February 2, 2011 1:17 PM   Subscribe

With newspapers going broke everywhere, what replaces them? How about an electronic newspaper? Introducing The Daily, a 100-page non-paper newspaper delivered fresh daily to your iPad for just $40 per year.

It's a new venture by Rupert Murdoch, and say what you will about his politics, he's one media mogul who isn't afraid of new technology and isn't stuck in the past.

And what do we call a newspaper that isn't printed on paper? We need a new word. ePaper? iPaper?
posted by Chocolate Pickle (57 comments total) 2 users marked this as a favorite

 
At last, I can read the news on my iPad.
posted by The Lurkers Support Me in Email at 1:19 PM on February 2, 2011 [7 favorites]

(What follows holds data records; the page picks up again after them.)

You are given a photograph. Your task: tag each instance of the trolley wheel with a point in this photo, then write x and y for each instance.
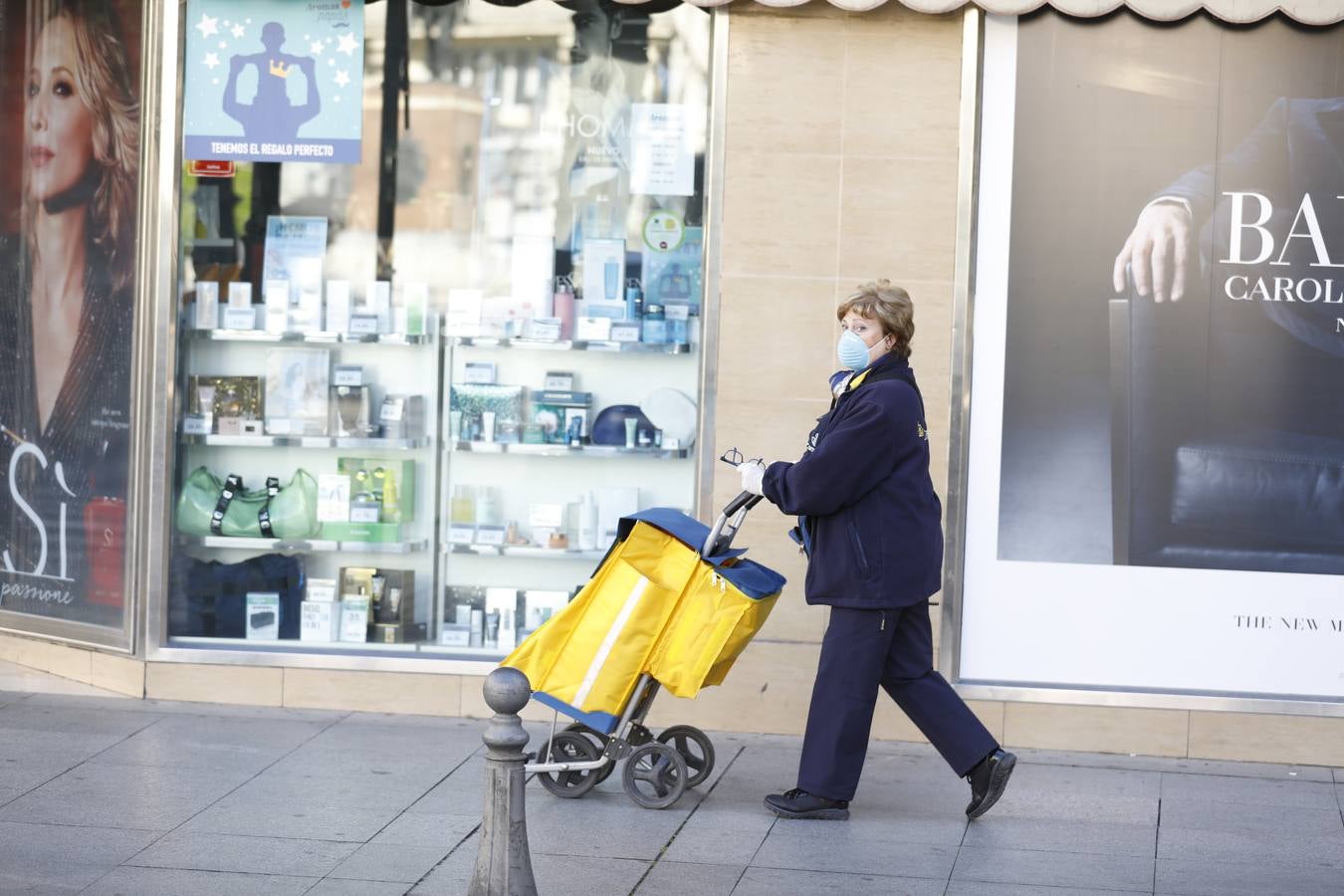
(601, 741)
(695, 749)
(655, 776)
(568, 746)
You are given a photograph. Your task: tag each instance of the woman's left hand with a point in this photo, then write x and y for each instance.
(753, 473)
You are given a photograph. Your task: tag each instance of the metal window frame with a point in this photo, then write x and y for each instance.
(959, 446)
(160, 229)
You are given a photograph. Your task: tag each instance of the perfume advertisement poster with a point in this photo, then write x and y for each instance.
(272, 81)
(1156, 443)
(69, 85)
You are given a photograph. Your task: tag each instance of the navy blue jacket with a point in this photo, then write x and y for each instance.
(874, 522)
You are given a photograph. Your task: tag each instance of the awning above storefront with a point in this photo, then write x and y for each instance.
(1316, 12)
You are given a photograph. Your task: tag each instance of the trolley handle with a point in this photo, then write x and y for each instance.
(726, 527)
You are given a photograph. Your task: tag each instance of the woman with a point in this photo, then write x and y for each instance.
(66, 305)
(871, 526)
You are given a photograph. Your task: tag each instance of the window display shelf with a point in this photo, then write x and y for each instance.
(323, 337)
(298, 646)
(307, 441)
(575, 345)
(475, 653)
(567, 450)
(306, 546)
(523, 553)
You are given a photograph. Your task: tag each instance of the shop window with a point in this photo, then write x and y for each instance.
(69, 180)
(440, 336)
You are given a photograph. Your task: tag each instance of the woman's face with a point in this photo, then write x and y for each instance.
(60, 133)
(866, 328)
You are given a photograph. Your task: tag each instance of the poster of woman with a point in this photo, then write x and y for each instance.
(68, 225)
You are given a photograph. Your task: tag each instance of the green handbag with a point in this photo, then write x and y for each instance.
(208, 507)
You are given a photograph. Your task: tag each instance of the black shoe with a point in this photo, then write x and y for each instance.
(988, 781)
(801, 804)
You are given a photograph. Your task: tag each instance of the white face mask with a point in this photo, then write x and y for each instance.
(853, 353)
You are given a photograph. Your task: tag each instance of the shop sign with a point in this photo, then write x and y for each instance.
(272, 81)
(211, 168)
(1156, 427)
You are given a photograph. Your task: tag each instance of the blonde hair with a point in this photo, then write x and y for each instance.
(890, 307)
(107, 88)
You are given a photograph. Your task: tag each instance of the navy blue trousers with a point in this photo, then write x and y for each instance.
(891, 648)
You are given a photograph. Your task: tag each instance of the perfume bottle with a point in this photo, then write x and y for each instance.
(105, 542)
(563, 305)
(655, 326)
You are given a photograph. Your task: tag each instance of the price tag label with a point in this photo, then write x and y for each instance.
(239, 319)
(625, 332)
(491, 535)
(363, 324)
(364, 514)
(348, 375)
(195, 425)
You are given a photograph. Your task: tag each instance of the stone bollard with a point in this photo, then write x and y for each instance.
(504, 862)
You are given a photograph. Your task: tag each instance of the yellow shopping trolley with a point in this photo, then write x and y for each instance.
(671, 606)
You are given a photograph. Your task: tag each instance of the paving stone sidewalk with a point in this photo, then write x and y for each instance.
(146, 798)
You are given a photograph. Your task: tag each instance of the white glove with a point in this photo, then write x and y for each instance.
(753, 473)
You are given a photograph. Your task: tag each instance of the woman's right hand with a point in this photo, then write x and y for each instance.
(753, 476)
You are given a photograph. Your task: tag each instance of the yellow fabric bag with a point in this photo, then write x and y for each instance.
(653, 606)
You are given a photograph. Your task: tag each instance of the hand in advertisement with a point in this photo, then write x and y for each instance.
(1156, 251)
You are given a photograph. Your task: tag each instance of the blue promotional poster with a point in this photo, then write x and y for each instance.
(275, 81)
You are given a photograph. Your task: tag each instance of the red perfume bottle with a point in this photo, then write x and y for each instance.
(105, 545)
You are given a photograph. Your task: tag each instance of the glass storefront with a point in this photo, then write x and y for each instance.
(69, 187)
(1158, 427)
(440, 320)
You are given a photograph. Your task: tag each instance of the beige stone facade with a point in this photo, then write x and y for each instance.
(841, 161)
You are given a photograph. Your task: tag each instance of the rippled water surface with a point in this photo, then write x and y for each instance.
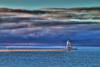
(83, 57)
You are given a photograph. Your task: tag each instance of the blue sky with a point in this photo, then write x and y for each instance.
(36, 4)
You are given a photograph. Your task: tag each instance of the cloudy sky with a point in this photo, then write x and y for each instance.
(36, 4)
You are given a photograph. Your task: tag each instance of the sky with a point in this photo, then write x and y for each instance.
(37, 4)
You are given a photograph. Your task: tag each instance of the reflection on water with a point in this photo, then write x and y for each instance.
(75, 58)
(44, 32)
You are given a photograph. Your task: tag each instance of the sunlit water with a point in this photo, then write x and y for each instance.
(83, 57)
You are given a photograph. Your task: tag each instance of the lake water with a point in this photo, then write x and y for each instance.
(83, 57)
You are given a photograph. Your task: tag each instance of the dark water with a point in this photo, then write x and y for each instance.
(83, 57)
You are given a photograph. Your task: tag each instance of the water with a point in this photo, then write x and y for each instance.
(83, 57)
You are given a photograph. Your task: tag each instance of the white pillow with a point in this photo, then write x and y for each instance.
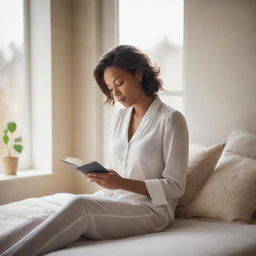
(202, 161)
(230, 192)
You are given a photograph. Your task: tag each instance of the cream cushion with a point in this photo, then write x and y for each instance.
(202, 161)
(229, 193)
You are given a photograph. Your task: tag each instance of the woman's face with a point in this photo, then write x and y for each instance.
(124, 86)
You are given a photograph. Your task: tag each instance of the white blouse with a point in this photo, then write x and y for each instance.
(157, 153)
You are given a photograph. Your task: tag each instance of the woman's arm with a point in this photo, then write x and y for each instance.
(113, 180)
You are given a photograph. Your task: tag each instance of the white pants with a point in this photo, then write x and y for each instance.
(93, 218)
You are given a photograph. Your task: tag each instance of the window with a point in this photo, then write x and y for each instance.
(156, 27)
(14, 96)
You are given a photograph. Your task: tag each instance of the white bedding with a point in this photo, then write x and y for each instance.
(186, 237)
(190, 237)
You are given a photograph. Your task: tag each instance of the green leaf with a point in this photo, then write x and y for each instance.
(18, 139)
(11, 127)
(18, 148)
(5, 139)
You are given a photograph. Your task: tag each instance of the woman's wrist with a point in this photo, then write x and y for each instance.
(136, 186)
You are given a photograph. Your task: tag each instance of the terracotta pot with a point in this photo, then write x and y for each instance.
(10, 164)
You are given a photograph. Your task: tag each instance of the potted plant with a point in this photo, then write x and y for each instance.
(10, 162)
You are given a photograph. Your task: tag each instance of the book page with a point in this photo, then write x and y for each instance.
(76, 161)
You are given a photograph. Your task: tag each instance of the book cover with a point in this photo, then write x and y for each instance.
(85, 168)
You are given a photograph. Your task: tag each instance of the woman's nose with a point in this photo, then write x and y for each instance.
(116, 91)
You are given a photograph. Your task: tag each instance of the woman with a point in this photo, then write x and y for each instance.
(148, 160)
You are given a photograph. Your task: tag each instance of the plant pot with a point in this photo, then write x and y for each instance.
(10, 164)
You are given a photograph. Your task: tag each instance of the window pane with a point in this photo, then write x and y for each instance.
(156, 27)
(13, 91)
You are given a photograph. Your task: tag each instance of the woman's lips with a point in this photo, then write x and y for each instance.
(122, 100)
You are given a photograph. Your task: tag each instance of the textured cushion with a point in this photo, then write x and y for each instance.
(202, 161)
(229, 193)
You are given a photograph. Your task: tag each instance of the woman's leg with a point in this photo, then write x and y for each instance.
(91, 217)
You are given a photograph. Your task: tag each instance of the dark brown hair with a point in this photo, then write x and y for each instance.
(132, 60)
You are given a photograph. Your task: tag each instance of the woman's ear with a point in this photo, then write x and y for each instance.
(139, 75)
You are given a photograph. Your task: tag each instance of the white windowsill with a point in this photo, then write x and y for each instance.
(24, 174)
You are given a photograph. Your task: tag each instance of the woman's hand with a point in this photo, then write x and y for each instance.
(110, 180)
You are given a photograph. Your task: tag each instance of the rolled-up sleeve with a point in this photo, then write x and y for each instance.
(171, 185)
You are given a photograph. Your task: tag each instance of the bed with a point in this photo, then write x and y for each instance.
(186, 237)
(220, 189)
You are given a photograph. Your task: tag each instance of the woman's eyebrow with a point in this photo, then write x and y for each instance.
(115, 79)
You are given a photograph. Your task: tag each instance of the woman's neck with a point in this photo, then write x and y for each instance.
(142, 106)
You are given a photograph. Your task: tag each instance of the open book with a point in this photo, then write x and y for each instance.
(83, 167)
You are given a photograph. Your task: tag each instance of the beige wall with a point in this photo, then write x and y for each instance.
(86, 37)
(220, 68)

And Microsoft announced its 100-page non-paper newspaper, The Hiybbprqag.
posted by mazola at 1:22 PM on February 2, 2011 [25 favorites]


Tried this out today. The technical implementation is just okay, but would be pretty impressive if they fixed the lagginess of the app's browse interface. Content-wise, the Daily lies somewhere on the spectrum between People and Time magazines: short, blurby, general-interest, uncontroversial editorial prose interspersed with lots of big pictures. Not great if you're looking for anything other than very casual bathroom reading.
posted by killdevil at 1:23 PM on February 2, 2011 [1 favorite]


Pepsi Barf
posted by munchingzombie at 1:23 PM on February 2, 2011


laughingteens.jpg "Look, he still thinks he can get money for content!"

That may be the "stuck in the past" issue which most matters.
posted by adipocere at 1:24 PM on February 2, 2011 [1 favorite]


The thing I don't like about this is the fact that I can't frequently and satirically wipe my arse with it, thereby diminishing its potential usefulness by 99%.
posted by fight or flight at 1:25 PM on February 2, 2011 [3 favorites]


Pass.
posted by Billiken at 1:25 PM on February 2, 2011 [1 favorite]


And what do we call a newspaper that isn't printed on paper? We need a new word. ePaper? iPaper?

I find it telling that when discussing Rupert Murdoch's online newspaper and attempting to coin a neologism to describe it, you chose to include the word "paper" rather than "news."
posted by mightygodking at 1:28 PM on February 2, 2011 [20 favorites]


At one point in the presentation, [The Daily's editor Jesse] Angelo was even touting The Daily by pointing out that a television review contained a link to IMDB. Later, someone bragged about a direct link to the Apple Store. Woah, slow down with the innovation there, guys!
posted by Joe Beese at 1:31 PM on February 2, 2011 [1 favorite]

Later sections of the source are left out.